Some practical rules-of-thumb you will see in the wild:

* If you expect a *large* effect (:math:`d \approx 0.8`), smaller
  samples might be OK (but replication still matters).
* If you expect a *small* effect (:math:`d \approx 0.2`), you may need
  hundreds of participants per group to achieve good power.
* In within-subjects designs, power is boosted by lower error variance
  (participants act as their own control).

Power analysis is ultimately **ethical** as well as technical. You are
deciding how many people to involve, how much time to spend, and how
likely your study is to make a cumulative contribution.

20.2 Meta-analysis: The study of studies
----------------------------------------

Individual experiments are noisy.
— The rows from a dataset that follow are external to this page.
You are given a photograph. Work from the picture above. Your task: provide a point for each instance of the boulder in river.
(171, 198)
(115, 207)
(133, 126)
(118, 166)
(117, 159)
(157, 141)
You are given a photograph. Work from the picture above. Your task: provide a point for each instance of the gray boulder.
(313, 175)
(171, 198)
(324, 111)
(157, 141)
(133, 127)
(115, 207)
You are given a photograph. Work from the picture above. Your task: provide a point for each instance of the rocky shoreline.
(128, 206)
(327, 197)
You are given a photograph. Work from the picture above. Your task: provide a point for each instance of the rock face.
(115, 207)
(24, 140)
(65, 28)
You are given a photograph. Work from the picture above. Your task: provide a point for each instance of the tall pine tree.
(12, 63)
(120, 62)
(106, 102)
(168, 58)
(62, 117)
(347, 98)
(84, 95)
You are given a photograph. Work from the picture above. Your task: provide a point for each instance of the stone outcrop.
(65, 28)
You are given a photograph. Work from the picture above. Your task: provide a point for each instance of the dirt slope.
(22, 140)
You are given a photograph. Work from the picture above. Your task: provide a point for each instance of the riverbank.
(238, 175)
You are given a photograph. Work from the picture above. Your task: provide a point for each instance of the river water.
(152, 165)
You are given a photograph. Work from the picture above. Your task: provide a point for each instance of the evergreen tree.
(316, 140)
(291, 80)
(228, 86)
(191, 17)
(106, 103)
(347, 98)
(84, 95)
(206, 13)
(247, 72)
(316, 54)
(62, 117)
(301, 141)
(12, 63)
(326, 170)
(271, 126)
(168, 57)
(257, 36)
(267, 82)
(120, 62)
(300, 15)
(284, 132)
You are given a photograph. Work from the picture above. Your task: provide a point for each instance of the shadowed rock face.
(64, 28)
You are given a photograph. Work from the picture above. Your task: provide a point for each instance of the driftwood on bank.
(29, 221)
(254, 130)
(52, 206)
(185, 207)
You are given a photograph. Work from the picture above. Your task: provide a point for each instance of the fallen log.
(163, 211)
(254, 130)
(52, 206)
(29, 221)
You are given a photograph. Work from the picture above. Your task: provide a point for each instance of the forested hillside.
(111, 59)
Even well-planned studies will
occasionally miss true effects or overstate them. **Meta-analysis** is a
set of tools for combining evidence across multiple studies.

At a high level:

* Each study contributes an **effect size** (e.g., Cohen’s :math:`d`,
  correlation :math:`r`) and an **estimate of its precision**
  (e.g., a standard error or variance).
* More precise studies (usually those with larger :math:`N`) receive
  **more weight**.
* A combined or **pooled effect size** is computed, along with
  confidence intervals, measures of heterogeneity, and often tests for
  moderation (do effects differ by method, sample, or context?).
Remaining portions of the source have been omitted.